Gobiernos Bush y Clinton niegan omitieran terror

WASHINGTON (AFP).- Dos días de audiencias en el Congreso de altos responsables norteamericanos sobre los atentados del 11 de setiembre del 2001 revelaron insuficiencias de los servicios de inteligencia y del ejecutivo durante los dos últimos gobiernos frente a la amenaza terrorista.

Pero funcionarios de las administraciones de George Bush y de su antecesor Bill Clinton lo niegan.

“Hicimos todo lo que pudimos, todo lo que pensamos que debíamos hacer para defender al pueblo estadounidense y vencer a Al Qaida”, aseguró Madeleine Albright, ex secretario de Estado del ex presidente demócrata Bill Clinton, a los diez demócratas y republicanos que condujeron las audiencias.

Esta conclusión sacada en medio de temores por eventuales nuevos atentados en Estados Unidos fue compartida por la mayoría de responsables de la era Clinton y de la actual administración Bush, que testimoniaron el martes y miércoles ante la comisión encargada de investigar los atentados que dejaron casi 3.000 muertos.

“El terrorista es un animal que opera con inteligencia”, admitió George Tenet ante esa comisión. “Es capaz de darse cuenta de que nuestro sistema de vigilancia es mejor que nuestro sistema de entrega de visas y se infiltra entonces en el país con documentos y pasaportes falsos”, explicó el director de la CIA nombrado por Clinton y mantenido por Bush.

Los servicios de inteligencia de la primera potencia mundial, en dos administraciones sucesivas, no pudieron determinar la amenaza.

“Fuimos de amenaza en amenaza. De golpe el país dejó de estar sistemáticamente protegido, ya que a pesar de correr por todas estas amenazas, a veces hasta el final, nos agotamos”, agregó Tenet. “No contratamos a las buenas personas ni reunimos las informaciones correspondientes a los enormes esfuerzos requeridos”, confesó.

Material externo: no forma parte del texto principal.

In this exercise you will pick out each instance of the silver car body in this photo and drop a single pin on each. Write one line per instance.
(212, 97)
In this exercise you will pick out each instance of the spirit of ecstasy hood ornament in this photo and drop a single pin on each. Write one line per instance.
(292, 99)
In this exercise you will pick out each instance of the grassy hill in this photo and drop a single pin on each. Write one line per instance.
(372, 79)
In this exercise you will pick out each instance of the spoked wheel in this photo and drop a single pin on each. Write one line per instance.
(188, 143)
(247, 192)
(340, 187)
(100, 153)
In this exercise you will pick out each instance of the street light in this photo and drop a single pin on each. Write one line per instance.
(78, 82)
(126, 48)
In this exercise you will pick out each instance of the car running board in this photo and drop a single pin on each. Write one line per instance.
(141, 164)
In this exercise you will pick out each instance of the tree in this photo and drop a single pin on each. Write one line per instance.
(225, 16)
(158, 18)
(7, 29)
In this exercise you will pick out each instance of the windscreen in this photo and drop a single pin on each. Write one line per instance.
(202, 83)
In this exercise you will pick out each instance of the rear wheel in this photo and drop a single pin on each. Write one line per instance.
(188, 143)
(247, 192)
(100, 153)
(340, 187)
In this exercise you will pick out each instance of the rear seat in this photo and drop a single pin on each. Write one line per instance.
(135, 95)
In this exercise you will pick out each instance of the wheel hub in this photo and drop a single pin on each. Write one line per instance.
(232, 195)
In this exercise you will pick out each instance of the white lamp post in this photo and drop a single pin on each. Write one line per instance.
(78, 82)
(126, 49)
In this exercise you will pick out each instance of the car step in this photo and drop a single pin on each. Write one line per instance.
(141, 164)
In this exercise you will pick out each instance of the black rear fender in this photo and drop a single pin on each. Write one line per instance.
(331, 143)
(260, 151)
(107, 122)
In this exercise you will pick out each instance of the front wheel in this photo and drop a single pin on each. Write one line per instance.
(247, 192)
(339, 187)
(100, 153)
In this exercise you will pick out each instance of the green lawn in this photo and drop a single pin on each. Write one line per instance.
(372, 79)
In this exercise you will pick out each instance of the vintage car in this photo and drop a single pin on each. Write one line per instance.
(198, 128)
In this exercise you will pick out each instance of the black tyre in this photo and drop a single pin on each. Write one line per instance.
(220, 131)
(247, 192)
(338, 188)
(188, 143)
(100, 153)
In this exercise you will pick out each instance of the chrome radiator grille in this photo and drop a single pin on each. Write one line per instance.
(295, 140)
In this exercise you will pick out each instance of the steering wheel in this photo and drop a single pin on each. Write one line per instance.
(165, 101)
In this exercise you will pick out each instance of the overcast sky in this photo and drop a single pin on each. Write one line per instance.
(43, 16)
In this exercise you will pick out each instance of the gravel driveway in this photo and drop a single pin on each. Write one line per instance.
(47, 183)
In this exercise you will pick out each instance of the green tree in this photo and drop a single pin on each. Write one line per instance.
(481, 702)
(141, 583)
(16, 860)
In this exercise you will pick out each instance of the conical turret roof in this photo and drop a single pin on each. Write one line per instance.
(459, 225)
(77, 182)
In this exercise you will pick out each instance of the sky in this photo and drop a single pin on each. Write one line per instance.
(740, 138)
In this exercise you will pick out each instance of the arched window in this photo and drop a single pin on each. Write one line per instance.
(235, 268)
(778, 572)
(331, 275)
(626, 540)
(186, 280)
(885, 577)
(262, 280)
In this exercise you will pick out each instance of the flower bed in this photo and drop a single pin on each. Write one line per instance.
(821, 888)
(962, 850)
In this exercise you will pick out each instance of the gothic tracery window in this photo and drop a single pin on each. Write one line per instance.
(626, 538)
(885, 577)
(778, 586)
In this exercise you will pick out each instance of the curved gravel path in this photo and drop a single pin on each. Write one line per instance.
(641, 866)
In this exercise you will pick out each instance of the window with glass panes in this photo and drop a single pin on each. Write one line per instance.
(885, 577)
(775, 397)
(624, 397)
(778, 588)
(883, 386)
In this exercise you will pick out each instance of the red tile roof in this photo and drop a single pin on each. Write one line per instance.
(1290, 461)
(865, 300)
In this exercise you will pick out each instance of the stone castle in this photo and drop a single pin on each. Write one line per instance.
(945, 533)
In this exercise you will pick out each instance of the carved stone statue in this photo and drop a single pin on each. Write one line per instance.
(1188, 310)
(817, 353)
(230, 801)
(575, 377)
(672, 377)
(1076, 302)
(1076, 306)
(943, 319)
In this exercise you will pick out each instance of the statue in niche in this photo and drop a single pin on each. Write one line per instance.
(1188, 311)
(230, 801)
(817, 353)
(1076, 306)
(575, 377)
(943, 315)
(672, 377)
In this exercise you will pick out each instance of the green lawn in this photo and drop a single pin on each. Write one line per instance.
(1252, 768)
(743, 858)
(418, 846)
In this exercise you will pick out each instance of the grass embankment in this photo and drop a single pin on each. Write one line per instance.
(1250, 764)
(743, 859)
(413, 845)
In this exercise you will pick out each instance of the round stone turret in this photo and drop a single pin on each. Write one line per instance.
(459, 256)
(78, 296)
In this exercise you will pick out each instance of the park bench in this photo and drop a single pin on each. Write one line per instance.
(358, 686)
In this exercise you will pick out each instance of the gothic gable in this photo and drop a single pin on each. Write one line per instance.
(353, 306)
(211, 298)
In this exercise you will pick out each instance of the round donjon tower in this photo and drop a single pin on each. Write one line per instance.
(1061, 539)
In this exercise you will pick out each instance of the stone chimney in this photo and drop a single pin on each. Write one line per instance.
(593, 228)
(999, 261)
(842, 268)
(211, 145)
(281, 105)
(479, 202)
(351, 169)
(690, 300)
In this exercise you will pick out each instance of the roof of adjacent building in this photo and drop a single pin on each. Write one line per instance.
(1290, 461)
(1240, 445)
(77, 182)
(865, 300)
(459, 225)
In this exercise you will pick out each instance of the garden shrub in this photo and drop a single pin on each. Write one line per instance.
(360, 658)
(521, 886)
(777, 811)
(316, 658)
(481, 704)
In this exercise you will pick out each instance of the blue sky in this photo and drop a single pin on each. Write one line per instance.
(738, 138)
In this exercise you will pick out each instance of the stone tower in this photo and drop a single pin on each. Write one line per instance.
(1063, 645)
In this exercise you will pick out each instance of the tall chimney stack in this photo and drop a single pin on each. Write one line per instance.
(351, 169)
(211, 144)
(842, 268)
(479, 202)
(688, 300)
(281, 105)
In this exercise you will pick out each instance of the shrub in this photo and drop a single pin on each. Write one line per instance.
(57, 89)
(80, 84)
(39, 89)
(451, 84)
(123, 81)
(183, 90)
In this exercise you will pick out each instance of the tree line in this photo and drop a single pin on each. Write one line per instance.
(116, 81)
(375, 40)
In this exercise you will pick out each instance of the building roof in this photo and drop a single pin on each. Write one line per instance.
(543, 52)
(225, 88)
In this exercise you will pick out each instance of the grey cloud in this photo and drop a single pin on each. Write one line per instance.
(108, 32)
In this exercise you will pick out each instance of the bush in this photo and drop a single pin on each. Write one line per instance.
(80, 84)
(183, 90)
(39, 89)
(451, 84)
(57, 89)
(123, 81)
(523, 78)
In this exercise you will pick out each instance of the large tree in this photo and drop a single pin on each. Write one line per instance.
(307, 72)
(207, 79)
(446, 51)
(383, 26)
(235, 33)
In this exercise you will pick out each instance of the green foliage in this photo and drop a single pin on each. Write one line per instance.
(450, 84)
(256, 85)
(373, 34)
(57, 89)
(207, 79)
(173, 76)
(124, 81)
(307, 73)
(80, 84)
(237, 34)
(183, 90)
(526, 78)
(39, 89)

El momento más fuerte de estas audiencias excepcionales fue sin duda el testimonio del ex responsable de la Casa Blanca en la lucha contra el terrorismo, Richard Clarke. En un libro publicado el lunes, sostiene que Bush subestimó a Al Qaida, prefiriendo concentrarse sobre Saddam Hussein.

“Al invadir Irak, el presidente de Estados Unidos socavó en gran medida la lucha contra el terrorismo”, afirmó Clarke ante la comisión independiente que investiga los atentados del 11 de septiembre del 2001, sorprendiendo a sus miembros.

La anterior administración demócrata también tiene cosas que reprocharse, estima un informe preliminar de investigadores para quienes la política de neutralización de Al Qaida sigue siendo imprecisa.

“No podía quedar ninguna duda acerca de la intención del presidente Clinton cuando envió 60 misiles de crucero Tomahawk contra Bin Laden en agosto de 1998”, tras los atentados de Al Qaida contra las embajadas estadounidenses en Africa oriental, dijo el ex consejero para la seguridad nacional, Sandy Berger.

Las audiencias también dejaron al descubierto la débil coordinación entre los servicios de seguridad estadounidenses, en especial desacuerdos entre el Departamento de Estado y el Pentágono y una ausencia de intercambio de informaciones entre la CIA y la policía federal (FBI).

Para varios responsables y ex responsables, el asesinato de Bin Laden no habría impedido los atentados del 2001. “Creo que el plan estaba siendo aplicado (…) decapitar a una persona, incluso a Bin Laden en ese contexto, no habría detenido el plan”, afirmó Tenet.

La comisión de investigación debe aún escuchar más testimonios, entre ellos los de George W. Bush a puerta cerrada, antes de publicar sus conclusiones a finales de julio.